Her mouth was dry. She could picture them, loose-mouthed women with bare blue legs, buttons hanging off their coats. It was in the autumn that you noticed them. Had they any homes to go to?

“I suppose you brought her back with you. Do you have to bring them here?”

“It’s too cold for the park. Be human, Bella.”

“Oh, I feel sorry for you, I really do, having to get a bundle of washing together. I suppose otherwise the attendant turns you out, does she?”

“They watch you. They’re mean old cows. But they can’t stop people talking to each other, can they? Lonely people, Bella, like your father.”

“Oh, don’t start with that pathetic tone. You nauseate me. What happened to Woolworth’s café? That was favourite last year, wasn’t it?”

He turned away, moving slowly towards the kitchen. “I’ll put the kettle on,” he said.

“You disgust me,” she shouted after him. “Take the sheets off your bed and put them in the machine. I’m not going into your room.”

I always say that, she thought, but I shall have to go, and look at his clothes for lice. What can I do to stop him, whatever can I do? Unshed tears were choking her.
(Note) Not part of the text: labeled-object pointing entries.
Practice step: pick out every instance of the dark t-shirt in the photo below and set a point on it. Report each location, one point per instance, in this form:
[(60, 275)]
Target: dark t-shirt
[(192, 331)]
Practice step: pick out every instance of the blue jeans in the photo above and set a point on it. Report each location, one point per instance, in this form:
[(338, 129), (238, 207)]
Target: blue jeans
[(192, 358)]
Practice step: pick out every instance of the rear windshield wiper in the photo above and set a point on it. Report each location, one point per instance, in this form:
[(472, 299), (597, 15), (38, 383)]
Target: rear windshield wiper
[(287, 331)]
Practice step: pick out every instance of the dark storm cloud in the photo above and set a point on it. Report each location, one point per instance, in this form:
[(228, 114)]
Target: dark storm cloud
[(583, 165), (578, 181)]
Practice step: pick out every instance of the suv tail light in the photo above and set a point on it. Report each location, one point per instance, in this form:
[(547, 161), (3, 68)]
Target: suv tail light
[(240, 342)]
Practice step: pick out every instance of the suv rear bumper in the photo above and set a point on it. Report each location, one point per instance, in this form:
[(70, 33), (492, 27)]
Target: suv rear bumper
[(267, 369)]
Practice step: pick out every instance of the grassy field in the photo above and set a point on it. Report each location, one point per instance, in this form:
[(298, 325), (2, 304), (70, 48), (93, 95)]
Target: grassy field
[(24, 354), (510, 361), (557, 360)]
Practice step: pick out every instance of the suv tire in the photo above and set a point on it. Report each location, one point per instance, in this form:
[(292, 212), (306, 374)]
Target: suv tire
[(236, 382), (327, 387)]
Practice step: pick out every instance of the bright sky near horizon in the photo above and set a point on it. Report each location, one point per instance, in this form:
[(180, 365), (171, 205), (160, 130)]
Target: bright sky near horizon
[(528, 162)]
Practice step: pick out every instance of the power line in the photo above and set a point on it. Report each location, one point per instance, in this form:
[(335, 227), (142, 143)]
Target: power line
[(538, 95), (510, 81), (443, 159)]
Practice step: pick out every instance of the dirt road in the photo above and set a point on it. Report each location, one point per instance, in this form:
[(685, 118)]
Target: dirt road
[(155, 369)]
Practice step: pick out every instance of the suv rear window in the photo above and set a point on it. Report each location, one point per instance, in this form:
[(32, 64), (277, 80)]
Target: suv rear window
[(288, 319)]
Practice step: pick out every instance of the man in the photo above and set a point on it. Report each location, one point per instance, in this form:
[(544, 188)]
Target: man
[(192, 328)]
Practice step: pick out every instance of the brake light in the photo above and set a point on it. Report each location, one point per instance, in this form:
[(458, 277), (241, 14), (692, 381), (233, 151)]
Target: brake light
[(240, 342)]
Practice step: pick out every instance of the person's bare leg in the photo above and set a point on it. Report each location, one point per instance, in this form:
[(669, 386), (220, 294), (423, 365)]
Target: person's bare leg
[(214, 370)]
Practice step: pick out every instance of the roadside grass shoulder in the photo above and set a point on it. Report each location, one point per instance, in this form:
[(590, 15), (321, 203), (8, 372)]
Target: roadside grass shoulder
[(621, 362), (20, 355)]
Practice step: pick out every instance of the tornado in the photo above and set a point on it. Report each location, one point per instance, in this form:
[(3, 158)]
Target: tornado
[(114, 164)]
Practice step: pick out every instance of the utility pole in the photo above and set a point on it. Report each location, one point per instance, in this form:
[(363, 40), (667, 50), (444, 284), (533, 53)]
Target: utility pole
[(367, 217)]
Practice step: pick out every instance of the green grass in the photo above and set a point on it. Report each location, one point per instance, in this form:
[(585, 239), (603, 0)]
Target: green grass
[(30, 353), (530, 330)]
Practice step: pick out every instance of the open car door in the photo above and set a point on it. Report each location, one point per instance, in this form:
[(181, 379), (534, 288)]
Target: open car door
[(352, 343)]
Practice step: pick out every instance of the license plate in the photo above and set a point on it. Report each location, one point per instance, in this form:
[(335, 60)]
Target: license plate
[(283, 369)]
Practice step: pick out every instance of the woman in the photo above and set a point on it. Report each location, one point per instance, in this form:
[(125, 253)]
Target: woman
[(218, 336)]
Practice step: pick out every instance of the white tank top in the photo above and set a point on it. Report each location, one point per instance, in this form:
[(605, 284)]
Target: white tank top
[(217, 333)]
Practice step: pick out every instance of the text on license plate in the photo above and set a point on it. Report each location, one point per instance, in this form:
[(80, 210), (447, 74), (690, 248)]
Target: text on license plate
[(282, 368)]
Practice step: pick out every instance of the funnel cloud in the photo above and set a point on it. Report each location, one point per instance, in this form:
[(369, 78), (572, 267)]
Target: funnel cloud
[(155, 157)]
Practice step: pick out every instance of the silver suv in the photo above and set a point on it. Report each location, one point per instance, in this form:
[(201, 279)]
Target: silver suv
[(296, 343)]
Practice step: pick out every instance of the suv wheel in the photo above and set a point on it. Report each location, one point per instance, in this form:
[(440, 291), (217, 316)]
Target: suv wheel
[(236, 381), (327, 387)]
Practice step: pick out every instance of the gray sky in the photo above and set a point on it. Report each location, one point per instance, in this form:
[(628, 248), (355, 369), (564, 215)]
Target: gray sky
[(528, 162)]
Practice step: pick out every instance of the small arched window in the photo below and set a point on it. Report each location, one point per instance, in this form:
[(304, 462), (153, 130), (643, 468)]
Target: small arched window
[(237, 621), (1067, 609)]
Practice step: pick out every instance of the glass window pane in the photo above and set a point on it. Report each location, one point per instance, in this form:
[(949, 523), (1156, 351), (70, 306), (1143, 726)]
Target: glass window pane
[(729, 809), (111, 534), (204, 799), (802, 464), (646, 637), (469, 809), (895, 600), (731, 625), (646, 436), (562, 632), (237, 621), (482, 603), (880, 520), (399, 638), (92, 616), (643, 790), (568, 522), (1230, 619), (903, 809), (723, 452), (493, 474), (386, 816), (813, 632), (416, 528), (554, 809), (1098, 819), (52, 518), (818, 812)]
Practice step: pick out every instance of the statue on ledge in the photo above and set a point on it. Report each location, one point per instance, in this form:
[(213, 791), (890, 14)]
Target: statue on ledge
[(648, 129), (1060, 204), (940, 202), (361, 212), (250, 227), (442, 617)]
She blundered into the living-room, snapped on the TV and slumped in front of it, staring without seeing, biting her lip till it bled.

“London Bridge is falling down,” Muriel sings, “bawling round, trolling frown.” One word is as good as the next. Her mother tells her she is going to have a child. She is making plans to sing to it.

When is it going to be born, Muriel wants to know. Tonight? You stupid, stupid girl, Evelyn says to her. She glowers. You should know that, not me. Despairing, she reminds herself how little comprehension Muriel has ever shown of past or future. Look, she said, you count, nine months. Nine months from the day you…got it.